With these and similar remarks, in which poor Florac took but a very small share (for he seemed dumb and melancholy in the company of the Princess, his elderly spouse), the visit sped on. Mr. Pendennis, to whom very little was said, having leisure to make his silent observations upon the person to whom he had been just presented.

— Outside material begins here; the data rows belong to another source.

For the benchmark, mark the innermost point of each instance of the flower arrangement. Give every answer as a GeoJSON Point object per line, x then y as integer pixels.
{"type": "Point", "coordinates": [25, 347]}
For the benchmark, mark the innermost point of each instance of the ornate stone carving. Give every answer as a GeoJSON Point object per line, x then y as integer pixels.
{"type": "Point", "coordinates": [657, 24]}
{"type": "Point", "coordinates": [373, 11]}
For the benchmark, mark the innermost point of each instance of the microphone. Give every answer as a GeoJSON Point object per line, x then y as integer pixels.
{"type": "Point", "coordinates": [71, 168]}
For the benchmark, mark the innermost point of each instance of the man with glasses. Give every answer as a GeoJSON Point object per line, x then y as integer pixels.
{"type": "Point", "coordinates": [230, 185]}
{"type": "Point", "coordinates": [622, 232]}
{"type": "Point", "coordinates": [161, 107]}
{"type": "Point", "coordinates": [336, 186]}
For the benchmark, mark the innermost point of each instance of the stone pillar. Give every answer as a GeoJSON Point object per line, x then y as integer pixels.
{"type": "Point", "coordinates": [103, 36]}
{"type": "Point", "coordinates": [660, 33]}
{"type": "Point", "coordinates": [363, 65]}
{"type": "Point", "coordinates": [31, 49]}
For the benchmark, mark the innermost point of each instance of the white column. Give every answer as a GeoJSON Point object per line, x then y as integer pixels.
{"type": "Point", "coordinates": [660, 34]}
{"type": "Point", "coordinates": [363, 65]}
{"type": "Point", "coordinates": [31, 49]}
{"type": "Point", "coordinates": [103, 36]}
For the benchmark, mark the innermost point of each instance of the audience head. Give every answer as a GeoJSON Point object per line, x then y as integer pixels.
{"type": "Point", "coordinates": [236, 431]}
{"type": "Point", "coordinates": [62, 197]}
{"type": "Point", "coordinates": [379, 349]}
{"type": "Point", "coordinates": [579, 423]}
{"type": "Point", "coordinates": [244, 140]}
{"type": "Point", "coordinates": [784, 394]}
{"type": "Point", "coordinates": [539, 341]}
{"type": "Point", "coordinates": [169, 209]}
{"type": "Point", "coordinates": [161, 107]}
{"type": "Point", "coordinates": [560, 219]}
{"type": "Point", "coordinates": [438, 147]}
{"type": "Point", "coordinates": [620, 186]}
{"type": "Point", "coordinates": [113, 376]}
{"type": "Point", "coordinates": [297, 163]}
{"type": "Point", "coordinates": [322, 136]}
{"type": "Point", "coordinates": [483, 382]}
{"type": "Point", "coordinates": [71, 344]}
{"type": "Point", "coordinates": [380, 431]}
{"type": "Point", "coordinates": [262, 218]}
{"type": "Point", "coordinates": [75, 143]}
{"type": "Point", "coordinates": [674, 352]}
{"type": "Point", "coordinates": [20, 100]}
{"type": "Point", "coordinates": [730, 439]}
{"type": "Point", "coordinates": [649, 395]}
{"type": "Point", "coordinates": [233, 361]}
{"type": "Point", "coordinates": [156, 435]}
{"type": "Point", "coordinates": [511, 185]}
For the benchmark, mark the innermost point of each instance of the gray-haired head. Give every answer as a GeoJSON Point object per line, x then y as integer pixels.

As there lay on the table two neat little packages, addressed “The Princess de Moncontour”—an envelope to the same address, with “The Prescription, No. 9396,” further inscribed on the paper, and a sheet of notepaper, bearing cabalistic characters, and the signature of that most fashionable physician, Sir Harvey Diggs, I was led to believe that the lady of Moncontour was, or fancied herself, in a delicate state of health. By the side of the physic for the body was medicine for the soul—a number of pretty little books in middle-age bindings, in antique type many of theist, adorned with pictures of the German school, representing demure ecclesiastics, with their heads on one side, children in long starched nightgowns, virgins bearing lilies, and so forth, from which it was to be concluded that the owner of the volumes was not so hostile to Rome as she had been at an earlier period of her religious life; and that she had migrated (in spirit) from Clapham to Knightsbridge—so many wealthy mercantile families have likewise done in the body. A long strip of embroidery, of the Gothic pattern, furthermore betrayed her present inclinations; and the person observing these things, whilst nobody was taking any notice of him, was amused when the accuracy of his conjectures was confirmed by the reappearance of the gigantic footman, calling out “’Oneyman,” in a loud voice, and preceding that divine into the room.